In 1982, he revealed his five-year invention of the Quadrillion® cut, better known as the world-famous Princess-cut diamond, and one of the most popular diamond styles on the market.
Bez was well-connected to the Israel Diamond Exchange, and what started out as a diamond distribution business, the focus shifted onto jewelry design and distribution where a sample ring was created to showcase what is now known as the Quadrillion® cut. From that point on, and with much success, Ambar Diamonds Inc. quickly emerged as a world-renown jewelry design company. In 1985, Ambar Diamonds went on to win the highest of achievements in the diamond world and received a DeBeers Award for his ATW Quadrillion® ring.
With continued success, in 1988, Bez Ambar gained notoriety yet again with his rimless, prongless setting for square-cut diamonds with the creation of the invisible setting setting known as Laserset®, and in 1992, he introduced a similar version called “Boundless”, which he invented for round diamonds.
In 1999, Bez’s innovations continued with the invention of the Pavé setting, which we now know as the Micro-Pavé setting, and his other brainchildren which included the Blaze® cut diamond in 2003, and the round Divine Cut® cut in 2015. Known to diamond aficionados as Fire or Diamond Fire, is when a stone is exposed to white light, each of its colors travels at different speeds which then separates the colors into a spectrum. This is called dispersion, and that’s what gives it that fiery look.
In 2003, Bez Ambar unveiled the Blaze® cut. The most distinctive feature of this new cut are the burst of colors it produces through its 9 crown (top) facets. The Blaze cut is a square cut diamond with 13 facets; 9 crown facets and 4 pavilion. There are 3 properties in a diamond that make it one of the most highly sought after gemstones; brilliance, scintillation, and dispersion, otherwise known as fire. Bez designed the Blaze cut to maximize a diamond's dispersion. Bez Ambar believes that the most beautiful property of a diamond is its ability diffuse white light into the multitude of colors that make up the visible spectrum. The larger facets of the Blaze® cut create a greater opportunity for the light to be broken up and therefore dispersers a fire 10 times larger than any other cut of the same size.
Unveiled in 2015, the Divine® Cut is Ambar’s latest creation. Like his previous cut, Ambar was awarded an international design patent, for the Divine® cut. After his previous accomplishments in square diamond cuts, Bez shifted his attention to round cuts with the aspiration to recreate the fire and beauty of a Blaze Cut in a round shape. The traditional round brilliant cut has 58 facets, while the divine cut has only 46, 22 crown facets and 24 lower pavilion facets. With this decrease of facets on the crown comes an increase in the size of Fire.

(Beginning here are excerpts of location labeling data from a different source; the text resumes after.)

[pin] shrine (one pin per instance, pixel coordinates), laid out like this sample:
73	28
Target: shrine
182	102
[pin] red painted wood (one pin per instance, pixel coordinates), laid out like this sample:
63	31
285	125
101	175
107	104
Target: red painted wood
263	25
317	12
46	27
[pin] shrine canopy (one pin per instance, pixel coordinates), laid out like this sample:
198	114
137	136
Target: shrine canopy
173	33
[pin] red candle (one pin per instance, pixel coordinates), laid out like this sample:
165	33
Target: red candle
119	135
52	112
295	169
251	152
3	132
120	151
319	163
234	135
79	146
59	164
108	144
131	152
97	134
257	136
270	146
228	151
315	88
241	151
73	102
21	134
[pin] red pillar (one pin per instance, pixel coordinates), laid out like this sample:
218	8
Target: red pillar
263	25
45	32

In 1988 Bez Ambar created the invisible setting for square cut diamonds. The idea came from the designer’s ambition to set diamonds without showing any of the metal that would traditionally interrupt the continuity of a piece’s brilliance. To make sure that no metal shows, Ambar created a petite and delicate groove under the girdle of the diamond with a laser and microscope to maintain his well-known precision. Using these groves Bez could hide any metal that would be seen in the more traditional settings.